The NOW Partners Foundation (NOW) and Rythu Sadhikara Samstha (RySS) are pioneering agricultural transformation in Zambia through pilot projects centered on natural farming, a chemical-free methodology designed to significantly enhance producers’ yields, incomes, and overall resilience. This innovative approach eschews synthetic inputs, instead leveraging locally sourced materials and natural ecological processes. Core practices, including cover-cropping, low-tillage, and crop diversification, are strategically employed to bolster soil health and biodiversity while simultaneously reducing operational costs for farmers. Aya Okawa, Creative Director and Managing Partner at NOW Partners Foundation, emphasized that this is a marriage of tradition and modernity, “relying on some of the latest in modern science and agronomic research to develop a new and innovative method of agroecology that is responsive to so many of the challenges and conditions that farmers are facing globally.”

The Zambian initiative is directly modeled on the highly successful Andhra Pradesh Community Managed Natural Farming (APCNF) program, which was launched by the government of Andhra Pradesh, India, in 2016 and implemented by RySS. The APCNF’s exponential growth is a testament to the model’s efficacy, expanding from 40,000 to over 1 million participating farmers in eight years. This rapid scaling has delivered tangible benefits, including substantial increases in farmer incomes, improved climate resilience, and significant water consumption savings. To replicate this success in Zambia, NOW Partners and RySS have established key local partnerships with the Salesian Sisters’ Valponasca Learning Farm and the Jesuit Kasisi Agricultural Training Centre, both of which possess established networks extending to thousands of farmers. A crucial initial step involved representatives from these Zambian networks, along with government officials, visiting APCNF’s experimental fields in India to undertake intensive training and learn how to adapt the natural farming techniques to specific local conditions.

A cornerstone of the APCNF model and the key to its rapid expansion is farmer-to-farmer coaching. According to Okawa, this system utilizes “Champion Natural Farmers” who are tasked with training and motivating their peers to transition away from chemical farming. NOW and RySS are focused on establishing a parallel coaching network in Zambia, which Okawa believes will not only disseminate knowledge to a broader base but also “create support within the farmer communities.” Early results from the first growing season have already demonstrated the system’s benefits. Sister Chansa Modester of the Valponasca Learning Farm reported observable improvements, noting, “We have seen Natural Farming crops survive storms when the chemical crops were destroyed. We have seen stronger plants, and paid less than for chemical inputs.” The practices also significantly boost resilience to extreme weather; for instance, a naturally farmed maize field demonstrated greater structural integrity during heavy rainfall compared to an adjacent conventionally treated field, which sustained extensive damage.

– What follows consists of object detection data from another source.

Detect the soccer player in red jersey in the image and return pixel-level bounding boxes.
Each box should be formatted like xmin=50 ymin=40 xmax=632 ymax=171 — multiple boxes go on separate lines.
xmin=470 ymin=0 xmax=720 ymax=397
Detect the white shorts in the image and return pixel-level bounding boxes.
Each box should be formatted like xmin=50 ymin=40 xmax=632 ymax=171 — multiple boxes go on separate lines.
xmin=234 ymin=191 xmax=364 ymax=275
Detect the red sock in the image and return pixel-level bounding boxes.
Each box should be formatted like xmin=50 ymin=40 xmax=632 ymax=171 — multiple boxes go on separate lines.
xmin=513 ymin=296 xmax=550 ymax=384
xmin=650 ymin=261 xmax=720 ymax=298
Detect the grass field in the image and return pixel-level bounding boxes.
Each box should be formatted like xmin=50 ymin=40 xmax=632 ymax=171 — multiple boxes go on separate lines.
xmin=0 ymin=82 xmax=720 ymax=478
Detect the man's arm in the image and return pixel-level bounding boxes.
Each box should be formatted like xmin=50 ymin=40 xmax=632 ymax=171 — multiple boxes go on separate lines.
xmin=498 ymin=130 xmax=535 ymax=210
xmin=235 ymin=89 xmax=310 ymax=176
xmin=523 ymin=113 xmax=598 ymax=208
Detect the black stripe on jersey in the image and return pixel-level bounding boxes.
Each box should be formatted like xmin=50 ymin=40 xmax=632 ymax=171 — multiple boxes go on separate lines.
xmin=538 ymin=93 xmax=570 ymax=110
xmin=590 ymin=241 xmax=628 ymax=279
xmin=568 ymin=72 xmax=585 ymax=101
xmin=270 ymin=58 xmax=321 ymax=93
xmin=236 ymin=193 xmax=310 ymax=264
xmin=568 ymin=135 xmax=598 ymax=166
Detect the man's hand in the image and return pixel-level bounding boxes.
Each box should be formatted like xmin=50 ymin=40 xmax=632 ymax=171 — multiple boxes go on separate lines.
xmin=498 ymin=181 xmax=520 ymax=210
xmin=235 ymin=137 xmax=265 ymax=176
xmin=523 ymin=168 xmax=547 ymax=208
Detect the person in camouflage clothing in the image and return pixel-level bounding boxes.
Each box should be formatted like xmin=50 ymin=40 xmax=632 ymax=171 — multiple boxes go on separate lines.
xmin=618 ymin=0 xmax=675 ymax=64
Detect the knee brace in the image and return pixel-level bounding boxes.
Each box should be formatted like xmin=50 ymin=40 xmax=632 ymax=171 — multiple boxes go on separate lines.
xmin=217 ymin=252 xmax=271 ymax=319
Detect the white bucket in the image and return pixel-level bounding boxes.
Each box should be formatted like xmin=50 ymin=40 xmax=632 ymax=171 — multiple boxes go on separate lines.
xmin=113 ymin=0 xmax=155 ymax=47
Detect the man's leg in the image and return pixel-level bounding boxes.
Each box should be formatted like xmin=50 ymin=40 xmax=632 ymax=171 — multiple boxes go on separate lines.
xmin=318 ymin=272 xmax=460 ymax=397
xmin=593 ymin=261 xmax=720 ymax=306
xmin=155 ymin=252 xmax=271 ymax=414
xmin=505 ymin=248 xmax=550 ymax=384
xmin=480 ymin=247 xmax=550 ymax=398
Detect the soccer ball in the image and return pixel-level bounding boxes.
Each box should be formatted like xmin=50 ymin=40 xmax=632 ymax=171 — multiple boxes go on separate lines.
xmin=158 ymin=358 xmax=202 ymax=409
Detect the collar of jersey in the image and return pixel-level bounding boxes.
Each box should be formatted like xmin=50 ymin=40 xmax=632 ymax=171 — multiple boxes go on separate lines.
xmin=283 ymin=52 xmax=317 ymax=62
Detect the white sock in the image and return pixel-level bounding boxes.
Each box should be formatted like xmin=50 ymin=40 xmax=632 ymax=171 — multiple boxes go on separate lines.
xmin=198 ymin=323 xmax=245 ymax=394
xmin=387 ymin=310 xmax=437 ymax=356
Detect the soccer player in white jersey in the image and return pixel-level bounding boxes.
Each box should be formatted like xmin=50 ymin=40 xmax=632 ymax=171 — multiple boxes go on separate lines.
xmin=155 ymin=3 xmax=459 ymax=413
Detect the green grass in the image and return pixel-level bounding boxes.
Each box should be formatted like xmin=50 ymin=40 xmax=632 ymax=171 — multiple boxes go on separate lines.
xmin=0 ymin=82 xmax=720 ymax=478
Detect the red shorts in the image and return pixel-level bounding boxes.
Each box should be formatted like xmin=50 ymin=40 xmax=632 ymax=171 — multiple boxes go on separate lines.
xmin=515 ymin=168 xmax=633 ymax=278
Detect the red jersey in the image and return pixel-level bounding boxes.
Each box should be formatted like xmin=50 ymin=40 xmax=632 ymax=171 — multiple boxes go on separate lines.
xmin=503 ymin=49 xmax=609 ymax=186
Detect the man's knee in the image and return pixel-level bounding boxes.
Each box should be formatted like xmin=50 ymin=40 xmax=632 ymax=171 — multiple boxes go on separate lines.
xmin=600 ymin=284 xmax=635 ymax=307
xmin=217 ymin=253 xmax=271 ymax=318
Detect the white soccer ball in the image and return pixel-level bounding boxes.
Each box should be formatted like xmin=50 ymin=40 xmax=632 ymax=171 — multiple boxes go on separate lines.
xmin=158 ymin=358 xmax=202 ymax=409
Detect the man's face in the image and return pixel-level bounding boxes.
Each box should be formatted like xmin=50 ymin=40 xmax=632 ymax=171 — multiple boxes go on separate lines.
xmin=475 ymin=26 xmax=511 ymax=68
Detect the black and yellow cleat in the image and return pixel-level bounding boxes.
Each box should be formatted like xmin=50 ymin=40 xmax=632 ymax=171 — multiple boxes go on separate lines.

Furthermore, the introduction of biodiversity and multi-layered cropping practices is yielding positive economic and food security outcomes. Unlike chemically treated fields typically planted only with maize, the naturally farmed plots feature a variety of interplanted vegetables and leafy greens. Okawa explained that this continuous cropping contributes to “improved food security so that farmers have sources of food on an ongoing basis that can be harvested,” providing both a consistent food supply and additional income streams that have excited farmers about fully integrating these new methods. Looking ahead, NOW and its partners are planning a substantial scale-up of the Zambian pilots. This expansion will also involve integrating the APCNF methodology into the curricula of Zambia’s agricultural colleges and extension systems, which collectively train 5,000 emerging farmers and experts annually. The promising results and implementation partner enthusiasm in Zambia are simultaneously invigorating NOW’s strategy for scoping additional natural farming pilots across Africa, Asia, and Latin America, including new collaborations already underway in Sri Lanka and Brazil.